Teenager cancer sufferer Stephen Sutton sent home after making 'remarkable' recovery
"Living truly is a privilege we should all try and enjoy and make the most of!" the teenager wrote on his Facebook on Friday
Stephen Sutton, the teenager with terminal cancer who has raised £3 million for charity, was allowed to return home from hospital, after he made a “remarkable” recovery.
The 19-year-old from Burntwood, Staffordshire, England, was diagnosed with bowel cancer three years ago. He been receiving treatment at Birmingham’s Queen Elizabeth Hospital for multiple tumours.

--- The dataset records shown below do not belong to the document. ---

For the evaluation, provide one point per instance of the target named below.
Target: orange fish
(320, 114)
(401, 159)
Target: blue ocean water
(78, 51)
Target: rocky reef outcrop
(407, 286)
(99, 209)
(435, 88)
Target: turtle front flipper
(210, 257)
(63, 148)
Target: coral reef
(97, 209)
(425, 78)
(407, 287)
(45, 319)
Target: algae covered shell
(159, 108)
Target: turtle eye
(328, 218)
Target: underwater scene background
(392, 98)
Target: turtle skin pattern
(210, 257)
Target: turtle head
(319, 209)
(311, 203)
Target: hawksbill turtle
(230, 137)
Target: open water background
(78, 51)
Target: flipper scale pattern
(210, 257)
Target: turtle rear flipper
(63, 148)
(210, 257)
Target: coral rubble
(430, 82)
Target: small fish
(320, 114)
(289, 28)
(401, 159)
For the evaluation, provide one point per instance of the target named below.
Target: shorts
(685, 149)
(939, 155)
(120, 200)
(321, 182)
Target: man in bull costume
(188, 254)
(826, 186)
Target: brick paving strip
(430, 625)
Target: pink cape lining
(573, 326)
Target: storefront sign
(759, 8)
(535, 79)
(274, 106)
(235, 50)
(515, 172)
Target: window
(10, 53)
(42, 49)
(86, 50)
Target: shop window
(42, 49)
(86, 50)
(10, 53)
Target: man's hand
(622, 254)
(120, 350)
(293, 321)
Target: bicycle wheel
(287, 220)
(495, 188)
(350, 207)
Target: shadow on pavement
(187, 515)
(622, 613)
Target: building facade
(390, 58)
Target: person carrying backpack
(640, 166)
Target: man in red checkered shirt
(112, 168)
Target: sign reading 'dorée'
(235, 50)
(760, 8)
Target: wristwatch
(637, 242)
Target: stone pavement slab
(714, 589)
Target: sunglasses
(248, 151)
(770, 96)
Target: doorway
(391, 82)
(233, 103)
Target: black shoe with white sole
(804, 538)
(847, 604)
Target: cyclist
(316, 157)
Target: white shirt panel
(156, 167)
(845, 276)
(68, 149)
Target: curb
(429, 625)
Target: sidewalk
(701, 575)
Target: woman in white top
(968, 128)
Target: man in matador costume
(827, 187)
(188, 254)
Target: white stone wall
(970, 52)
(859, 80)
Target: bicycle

Stephen made headlines in April when he raised millions for the Teenage Cancer trust, with the backing of a string of famous names including Benedict Cumberbatch, and the Prime Minister - who met him on Friday.
During the Prime Minister’s 15-minute visit, he posed for photos with Stephen, his mother Jane, and the consultant treating him.
He had previously missed an opportunity to meet Stephen when he visited Downing Street as part of his bucket list last year.
After visiting the ward where Stephen is being cared for, Mr Cameron said: "He's amazing, just an inspiration."
In a statement on his Facebook, Stephen wrote: "I've been discharged from hospital!!
"After being at a point where it seemed like I'd never make it out it feels so awesome to be able to put that. The recovery I've undergone recently is quite remarkable.
"It has been difficult, there is an emotional trauma attached to nearly dying (a few times) that will take a while to get used to, but ultimately I now feel even more fortunate to just be here and the experience serves as a potent reminder to go out there and live life as freely and as positively as possible.
"The simple things we take for granted are all blessings, and living truly is a privilege we should all try and enjoy and make the most of!"
Stephen said he is considering trying a new trial drug treatment – which would to his fifth round of chemotherapy.
But added that for now, he and his family aimed to “just get a bit of normality back into our lives”.
He added: “This extra period of time I now have feels like a gift, one that I'm determined to use productively."